Ce film est un hommage à la méritocratie, à la réussite personnelle dite désintéressée, à l'innocence puérile qui n'empêche pas de "gagner" en étant héros de guerre et milliardaire, où chacun à sa chance, etc. Gump incarne le rêve américain dans tout son aspect Disneyen et puritain : un seul amour, unique et vrai; la politique militante c'est les méchants ; un seul rapport sexuel pour toute une vie de fidélité et qui sert à la procréation divinement inattendue, et les vices de la femelle qui a fuit son destin de mère dans la drogue et la contestation se trouve punie par Dieu et Satan à travers le sida. Gump échappe à tous les péchés capitaux, et même il est dans l'antiracisme à l'américaine : le blanc qui consent à accepter le noir près de lui. Le fameux racisme bienveillant si cher à la social-démocratie capitaliste.

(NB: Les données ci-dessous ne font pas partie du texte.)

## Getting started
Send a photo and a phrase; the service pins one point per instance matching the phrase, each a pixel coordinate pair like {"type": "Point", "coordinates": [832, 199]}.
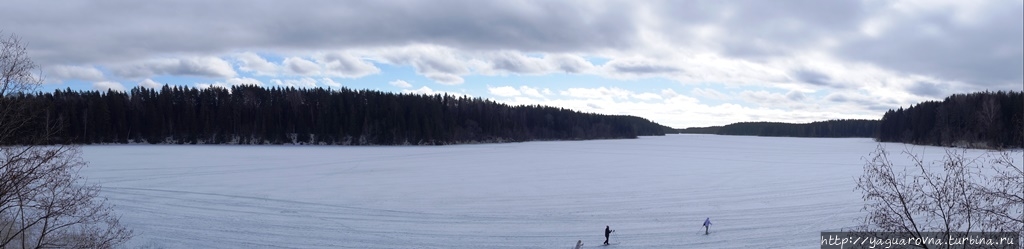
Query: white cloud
{"type": "Point", "coordinates": [709, 93]}
{"type": "Point", "coordinates": [250, 61]}
{"type": "Point", "coordinates": [150, 83]}
{"type": "Point", "coordinates": [108, 85]}
{"type": "Point", "coordinates": [600, 92]}
{"type": "Point", "coordinates": [230, 82]}
{"type": "Point", "coordinates": [646, 96]}
{"type": "Point", "coordinates": [62, 72]}
{"type": "Point", "coordinates": [400, 84]}
{"type": "Point", "coordinates": [442, 65]}
{"type": "Point", "coordinates": [568, 64]}
{"type": "Point", "coordinates": [445, 79]}
{"type": "Point", "coordinates": [346, 66]}
{"type": "Point", "coordinates": [328, 82]}
{"type": "Point", "coordinates": [422, 90]}
{"type": "Point", "coordinates": [304, 82]}
{"type": "Point", "coordinates": [244, 81]}
{"type": "Point", "coordinates": [531, 91]}
{"type": "Point", "coordinates": [300, 66]}
{"type": "Point", "coordinates": [516, 63]}
{"type": "Point", "coordinates": [504, 91]}
{"type": "Point", "coordinates": [203, 67]}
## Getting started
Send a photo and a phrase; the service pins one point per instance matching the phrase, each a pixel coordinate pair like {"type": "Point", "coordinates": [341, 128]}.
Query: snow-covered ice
{"type": "Point", "coordinates": [654, 192]}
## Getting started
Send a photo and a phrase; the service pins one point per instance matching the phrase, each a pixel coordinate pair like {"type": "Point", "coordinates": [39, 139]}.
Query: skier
{"type": "Point", "coordinates": [607, 232]}
{"type": "Point", "coordinates": [707, 224]}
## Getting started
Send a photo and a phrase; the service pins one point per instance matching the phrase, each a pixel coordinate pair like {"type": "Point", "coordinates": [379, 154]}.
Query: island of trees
{"type": "Point", "coordinates": [984, 120]}
{"type": "Point", "coordinates": [832, 128]}
{"type": "Point", "coordinates": [256, 115]}
{"type": "Point", "coordinates": [988, 120]}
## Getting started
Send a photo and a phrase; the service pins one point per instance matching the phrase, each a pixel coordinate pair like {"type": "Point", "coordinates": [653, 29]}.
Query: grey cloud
{"type": "Point", "coordinates": [203, 67]}
{"type": "Point", "coordinates": [127, 30]}
{"type": "Point", "coordinates": [813, 77]}
{"type": "Point", "coordinates": [640, 68]}
{"type": "Point", "coordinates": [59, 73]}
{"type": "Point", "coordinates": [348, 66]}
{"type": "Point", "coordinates": [795, 96]}
{"type": "Point", "coordinates": [986, 51]}
{"type": "Point", "coordinates": [446, 79]}
{"type": "Point", "coordinates": [301, 66]}
{"type": "Point", "coordinates": [516, 63]}
{"type": "Point", "coordinates": [569, 64]}
{"type": "Point", "coordinates": [927, 89]}
{"type": "Point", "coordinates": [758, 29]}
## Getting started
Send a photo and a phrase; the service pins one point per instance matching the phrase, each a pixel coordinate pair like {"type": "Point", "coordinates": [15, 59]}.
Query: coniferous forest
{"type": "Point", "coordinates": [832, 128]}
{"type": "Point", "coordinates": [974, 120]}
{"type": "Point", "coordinates": [254, 115]}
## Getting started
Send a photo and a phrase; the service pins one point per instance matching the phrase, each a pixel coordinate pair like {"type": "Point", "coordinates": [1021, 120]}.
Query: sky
{"type": "Point", "coordinates": [681, 64]}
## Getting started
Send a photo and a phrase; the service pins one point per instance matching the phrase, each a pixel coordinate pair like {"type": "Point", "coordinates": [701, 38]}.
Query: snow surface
{"type": "Point", "coordinates": [654, 192]}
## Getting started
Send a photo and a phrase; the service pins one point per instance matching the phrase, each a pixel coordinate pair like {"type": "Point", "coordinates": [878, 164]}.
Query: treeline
{"type": "Point", "coordinates": [832, 128]}
{"type": "Point", "coordinates": [975, 120]}
{"type": "Point", "coordinates": [256, 115]}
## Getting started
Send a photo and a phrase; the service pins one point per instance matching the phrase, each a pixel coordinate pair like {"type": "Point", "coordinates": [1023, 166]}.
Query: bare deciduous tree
{"type": "Point", "coordinates": [956, 194]}
{"type": "Point", "coordinates": [43, 201]}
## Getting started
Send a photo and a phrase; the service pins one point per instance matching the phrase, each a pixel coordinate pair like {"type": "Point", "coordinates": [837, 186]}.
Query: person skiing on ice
{"type": "Point", "coordinates": [707, 224]}
{"type": "Point", "coordinates": [607, 232]}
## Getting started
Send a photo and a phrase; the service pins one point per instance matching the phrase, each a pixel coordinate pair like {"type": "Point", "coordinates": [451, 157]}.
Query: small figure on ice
{"type": "Point", "coordinates": [607, 232]}
{"type": "Point", "coordinates": [707, 224]}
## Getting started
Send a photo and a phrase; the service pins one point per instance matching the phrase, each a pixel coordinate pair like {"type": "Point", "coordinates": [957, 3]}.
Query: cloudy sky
{"type": "Point", "coordinates": [681, 64]}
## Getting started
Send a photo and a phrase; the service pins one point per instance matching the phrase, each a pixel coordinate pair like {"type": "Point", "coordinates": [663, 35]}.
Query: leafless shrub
{"type": "Point", "coordinates": [956, 194]}
{"type": "Point", "coordinates": [43, 201]}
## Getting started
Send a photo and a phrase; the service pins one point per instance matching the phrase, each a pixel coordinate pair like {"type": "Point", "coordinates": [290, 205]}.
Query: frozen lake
{"type": "Point", "coordinates": [654, 192]}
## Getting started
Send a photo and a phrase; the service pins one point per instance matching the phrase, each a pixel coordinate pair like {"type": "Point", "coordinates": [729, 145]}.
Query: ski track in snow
{"type": "Point", "coordinates": [654, 192]}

Bref, une sinistre sérénade, bien réalisée mais non pas moins propagandiste. Au mieux, on peut y voir un édifiant documentaire de cette si glauque Amérique états-unienne, ici dans son ignoble parenthèse du XXe siècle.
Le vrai message du film est clair : Gump incarne la revendication du "rien à foutre", le droit et le devoir américain et libéral de ne pas chercher à comprendre, de se détacher de tout ce qui a une portée collective. C'est le droit bourgeois tel que décrit par Marx : le fait de protéger l'anti société, c'est-à-dire de pouvoir s'en foutre totalement du sort collectif, de la société dans ses fondements communs, en d'autres termes le droit à l'égoïsme le plus brut et cru, qu'on appelle autrement individualisme ou... "Liberté". La liberté de ne pas participer ni contribuer au collectif, la liberté de ne pas comprendre, de ne pas critiquer, la liberté d'être coupé de la société. Cette "liberté" qui détruit actuellement la planète et le vivant, et l'humain lui-même.